该死的床幔,我想看看他的脸,会不会又像那一次......边照月的遐思被一声透着惊疑的“嗯?”打断了。
听声响应该就是在假生死簿处,看来是纪仲文起了疑心。接着就是一阵翻箱倒柜,推椅撤桌的动静,随之而来的还有云望舒震颤着她的心跳。
原来活人就是这个样子活得?边照月无声地笑起来。
好在纪仲文翻找一番,就推门冲了出去。
周围静了下来,边照月一把撩开头上的纱幔,结果发现云望舒一脸的羞赧,根本看不出那日竹林边满目热烈的样子。
边照月掰过他的下巴,左看右看一番,“真是了不得!”
“什......什么?”
“你怎么会有这样多我没有见过的样子?!”
云望舒闪身而出,“文判官发现了假生死簿被动过的痕迹,你再想抓住他们的把柄就难了。”
声音依旧清润,却藏着一丝难以察觉的轻颤。
“既然能被我发现,必定不会让他逃了。我会做好随时联系冥府的准备,”边照月望向门外湛蓝的天空,“纪仲文,等着死无全尸吧。”
趁四下无人,二人行至城隍庙院中,才发现今日城隍庙热闹非常,原来是祈愿的百姓们随冥府祭典的队伍一起回来了。
生与死对于普罗大众可不就是头等大事。
边照月领着云望舒在阴界的城隍庙好好转了几圈,忽然碰上霍信坐在正殿金身塑像中看人给他磕头上香。
一见边照月进来立马跳蹿过来,“边判官,刚才您老人家去哪儿了?叫卑职好找。咦?这位公子是?”
“你不认得。”边照月敷衍得连敷衍都不想敷衍。
“卑职虽不认得,但见这公子仪表不凡,一定是边判官您的朋友了。”霍信自顾自的言语换来了云望舒一声“见过城隍爷。”
此人立马喜笑颜开起来,挤着眼睛道:“有礼数!有风度!”
“我问你,纪仲文哪去了?”边照月很想将他一掌拍走,但是眼下又用得着他,只得忍耐。
霍信答道:“仲文就在殿后准备您要的皇室生死簿呢,才去不久。”
等边照月和云望舒跟着霍信来到殿后,果然见纪仲文站在公案桌后正在将一些书文分门别类。
边照月不动声色地走过去,随手拿起一页来看,见记录的恰是项王李寅,便让云望舒一起过来瞧。
只见那页生死簿上写着“越朝大正皇帝四子项王李寅,死于冥府勾魂判官边照月之手。”
边照月登时大怒,一页纸裹挟着劲风冲纪仲文射去。

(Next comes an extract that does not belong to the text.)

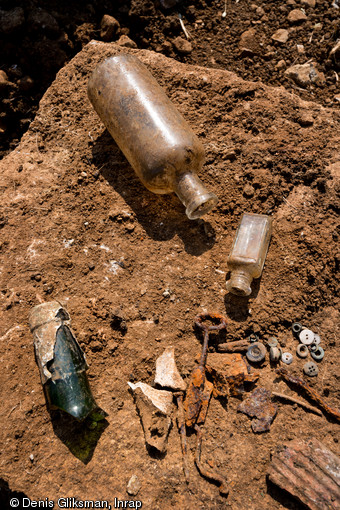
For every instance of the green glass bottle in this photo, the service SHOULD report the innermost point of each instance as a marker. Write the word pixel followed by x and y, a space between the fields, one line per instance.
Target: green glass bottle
pixel 61 361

云望舒亦是拔剑而起。
谁知想象中应该和边照月势均力敌的文判官纪仲文竟然一下子就被那页纸当场击了个透彻。
与纪仲文的倒地同时发生的,还有边照月被穿胸而过的一只鬼手。
边照月愕然地垂头去看胸前那只如同枯木的尖利鬼爪,下一秒剧烈的疼痛瞬间吞噬了她的大脑,模糊中听到云望舒喊她“边照月”......但是已经晚了......

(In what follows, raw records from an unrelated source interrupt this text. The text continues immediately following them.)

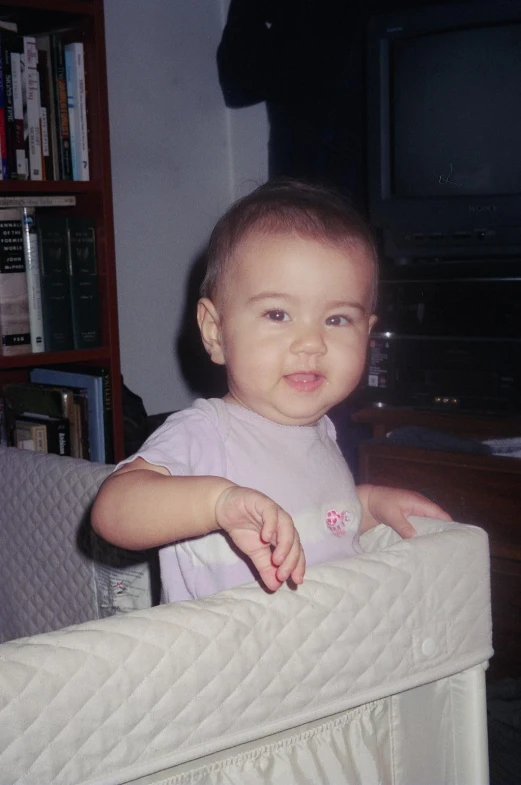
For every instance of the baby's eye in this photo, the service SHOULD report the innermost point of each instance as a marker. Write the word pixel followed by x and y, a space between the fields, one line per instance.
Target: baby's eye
pixel 277 316
pixel 338 320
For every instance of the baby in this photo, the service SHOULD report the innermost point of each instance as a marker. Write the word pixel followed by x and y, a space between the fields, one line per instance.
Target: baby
pixel 287 307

那疼痛顷刻间转化成了疾怒,有一股完全不受控的感觉在边照月体内宛若巨兽奔袭,吞噬着她每一根尚在理智的神经。
是谁!是谁!敢这么对我!!!不得好死!!!!
“啊!!!”边照月狂怒中往前大迈一步,那只鬼爪沿着她的血肉又缩了回去。
转身,身后立着霍信,更确切的说是霍信的真面目——纪仲文。
“不得好死!”阴风骤起,整座城隍庙顿时陷在漫天黑雾当中,长鞭抖动,连同一道鲜红的血影儿朝纪仲文袭去。
纪仲文竟是扬起鬼爪,不闪不避,正面迎击了上来。
血影时而现身,时而消散,在纪仲文爪间身侧,穿行而过。忽然,黑雾中窜出一道更浓的黑雾,对着纪仲文绕颈而上。
眼见纪仲文即将被那团恶魂吞没,然而下一个他身形暴涨数倍,尖利的鬼爪高高扬起,瞬间将长鞭削成了两截。
无数如烟似雾的恶魂从长鞭的禁锢中逃窜了出来,殿中溅射起一阵又一阵凄厉的尖啸。
下一秒,城隍庙中的阴阳界线被撕了个粉碎。